The app would usually crash the 3rd-5th time I performed one particular type of operation. The only thing that was different about that type of operation was the value I returned from an accessory method. The accessory method generally returned NSDecimalNumbers with values of 0-3, but there was one special case when I was returning an NSDecimalNumber with a non-integer value. I would test the result of the accessory method looking for the non-integer value. I changed the special case to return an NSDecimalNumber with a value of -1 instead of the non-integer value, and I can no longer make the app crash.
Basically, the only change I made was switching from
[[NSNumber numberWithDouble:num] decimalValue] --> crash
to
[[NSNumber numberWithInteger:num] decimalValue] --> no crash
It's a little but more complicated than that, but not much.
Now, I'm happy that the app no longer crashes but the change I made does not fill me with confidence, as the old bits of code did not appear to be "broken" in any way. So, while my app doesn't crash anymore, it's not because I "fixed" it, I just changed some random thing and now it works. 8^(
UPDATE:
Debugger does not spit out a stack trace as it usually does when a program crashes. When it crashes, the debug console outputs the following:
Loading program into debugger…
[... copyright stuff...]
This GDB was configured as "i386-apple-darwin".warning: Unable to read symbols for "/System/Library/Frameworks/UIKit.framework/UIKit" (file not found).
warning: Unable to read symbols from "UIKit" (not yet mapped into memory).
warning: Unable to read symbols for "/System/Library/Frameworks/CoreGraphics.framework/CoreGraphics" (file not found).
warning: Unable to read symbols from "CoreGraphics" (not yet mapped into memory).
Program loaded.
sharedlibrary apply-load-rules all
Attaching to program: `/Users/...', process 10066.
Re-enabling shared library breakpoint 1
Cannot access memory at address 0x4
Cannot access memory at address 0x4
(gdb)
If only it were as easy as turning on Zombies and you could always find your over-releases... There are lots of these kinds of errors that Zombies can't detect. There is no magic debug tool for memory errors; only careful programming (and there are patterns that make these errors much more uncommon, and much easier to debug when they do occur).
Optimized code can shake free lots of things that don't show up in unoptimized code. It does suggest slightly that it may be a local variable rather than an ivar, but perhaps not. It may just be timing; being faster may make a race condition go the other way more often.
If you can get it to crash, take a look of in the stack trace as a first step of course.
There's nothing deeply wrong with distributing without optimization, but it's just masking the problem.

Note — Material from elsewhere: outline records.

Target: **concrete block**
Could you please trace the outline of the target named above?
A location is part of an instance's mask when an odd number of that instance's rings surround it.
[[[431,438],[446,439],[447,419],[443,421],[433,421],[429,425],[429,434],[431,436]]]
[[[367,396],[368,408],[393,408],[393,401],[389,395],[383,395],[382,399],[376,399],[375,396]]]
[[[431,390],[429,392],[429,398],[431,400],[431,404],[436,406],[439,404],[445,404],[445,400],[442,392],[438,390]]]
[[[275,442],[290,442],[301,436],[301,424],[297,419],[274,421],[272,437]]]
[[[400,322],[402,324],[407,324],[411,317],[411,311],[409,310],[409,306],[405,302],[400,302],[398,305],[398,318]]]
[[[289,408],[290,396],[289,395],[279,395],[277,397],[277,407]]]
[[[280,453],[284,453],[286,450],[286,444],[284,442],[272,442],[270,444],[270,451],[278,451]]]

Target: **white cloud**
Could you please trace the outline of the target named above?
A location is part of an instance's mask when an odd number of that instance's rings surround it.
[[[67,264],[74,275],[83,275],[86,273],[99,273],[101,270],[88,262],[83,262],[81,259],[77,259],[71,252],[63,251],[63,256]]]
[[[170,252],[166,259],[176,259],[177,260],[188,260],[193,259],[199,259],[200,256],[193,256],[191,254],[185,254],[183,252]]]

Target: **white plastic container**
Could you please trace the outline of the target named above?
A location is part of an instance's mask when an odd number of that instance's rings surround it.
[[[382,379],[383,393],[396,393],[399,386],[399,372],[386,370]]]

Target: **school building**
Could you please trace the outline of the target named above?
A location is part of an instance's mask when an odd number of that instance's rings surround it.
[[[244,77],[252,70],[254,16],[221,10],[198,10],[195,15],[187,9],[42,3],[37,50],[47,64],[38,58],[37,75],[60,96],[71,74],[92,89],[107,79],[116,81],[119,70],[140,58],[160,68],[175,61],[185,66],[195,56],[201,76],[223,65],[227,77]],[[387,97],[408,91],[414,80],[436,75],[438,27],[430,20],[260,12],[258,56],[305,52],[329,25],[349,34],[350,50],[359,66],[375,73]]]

There's a coding error in there. Optimization isn't breaking your code. Your code is broken.
There's a good discussion of debugging memory problems here. The #1 rule is that you must use accessors. They will save you much heartache, so hopefully you already do this. I provide some other pointers in my short discussion of memory management rules.
I'd suggest cranking up the warning level on your compiler and see if anything pops up. Open up your project settings and enable every 'warning' option you can find. Or, find the project setting named Other C Flags and add the flags -Wall -Wextra.
You're going to get a LOT of white noise for things like signed/unsigned mismatches, possible loss of precision, etc., that you can (usually) safely ignore. However, there may be some key warnings that pop up that you definitely should NOT ignore: things like making a pointer from an integer without a cast (or vice-versa). If you're not 100% sure you can ignore the warning, fix the code so the warning goes away.